A Treynas, la forêt est partout autour de la ferme. Les membres du collectif l’abordent comme un élément à part entière de leur territoire, et comme un objet de passion. Pour Lolo, « la forêt est avant tout une entité vivante. Le plus important, c’est la transmission de l’imaginaire. Vient ensuite celle de la technique ». Tous les hommes sont formés au bûcheronnage. « C’est la base, poursuit-il. Le bûcheron est au centre de toute intervention. Il doit être capable de comprendre le fonctionnement de la forêt, de regarder les arbres, de choisir celui à récolter, de privilégier la régénération naturelle de telle ou telle essence, d’anticiper la lumière qui passera après qu’il a fait tomber tel ou tel arbre. »
Pour hâter le travail de la nature en revenant vers des forêts diversifiées, et obtenir une bonne qualité des bois pour les besoins humains à venir, l’équipe de Treynas est prête à des sacrifices économiques. Elle souhaite réintroduire de la vie en forêt, particulièrement dans les plantations de résineux récemment acquises. Car « dans une vraie forêt, tu croises plus d’écureuils que de sapins douglas », explique malicieusement Sabine. Treynas investit donc pour l’avenir en effectuant des travaux d’éclaircie et d’amélioration dans ses forêts, parfois à perte. Les bois récoltés sont transformés pour la construction de bâtiments agricoles ou de maisons d’habitation, utilisés ou vendus en bois de chauffage, ou encore cédés à une coopérative locale, lorsqu’aucune autre valorisation n’est possible.
Des principes éthiques forts guident toutes les interventions : aucune coupe rase n’est effectuée sauf en cas de nécessité sanitaire grave ; en construction, aucune résidence secondaire n’est réalisée…
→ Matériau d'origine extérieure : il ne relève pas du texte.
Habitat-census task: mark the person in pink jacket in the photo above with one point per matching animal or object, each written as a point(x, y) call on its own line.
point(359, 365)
Un choix politique d’action et de dialogue : acquisition et transmission des savoir-faire

Quel que soit le domaine, l’équipe de Treynas développe des savoir-faire qu’elle cherche à partager entre tous les membres du collectif. La polyvalence des individus prime sur l’expertise.
Cependant, pour certaines tâches très techniques ou dangereuses (scierie, gestion forestière, menuiserie), une spécialisation temporaire est nécessaire. Une fois les compétences bien assimilées, elles sont transmises au sein du collectif et à l’extérieur.
Treynas accueille régulièrement des personnes très motivées par la menuiserie, le bûcheronnage, le débardage à cheval et la charpente. Mais, au-delà de l’apprentissage de telle ou telle activité, les stagiaires découvrent aussi une autre organisation sociale.

Pascale Laussel

(1) Depuis 2002, la communauté de Treynas est officiellement l’association loi 1901 Longo Maï Ardèche, inscrite à la MSA, et ses membres sont tous bénévoles. Elle loue 52 ha de terres agricoles et 100 ha de forêt productive à Fonds de Terre, fondation du réseau international Longo Maï, propriétaire des lieux. Elle finance les frais nécessaires aux besoins fondamentaux de ses membres (nourriture, travaux des maisons, etc.) et vend les produits de la ferme (aliments et bois transformé), ainsi que des prestations en forêt et en construction.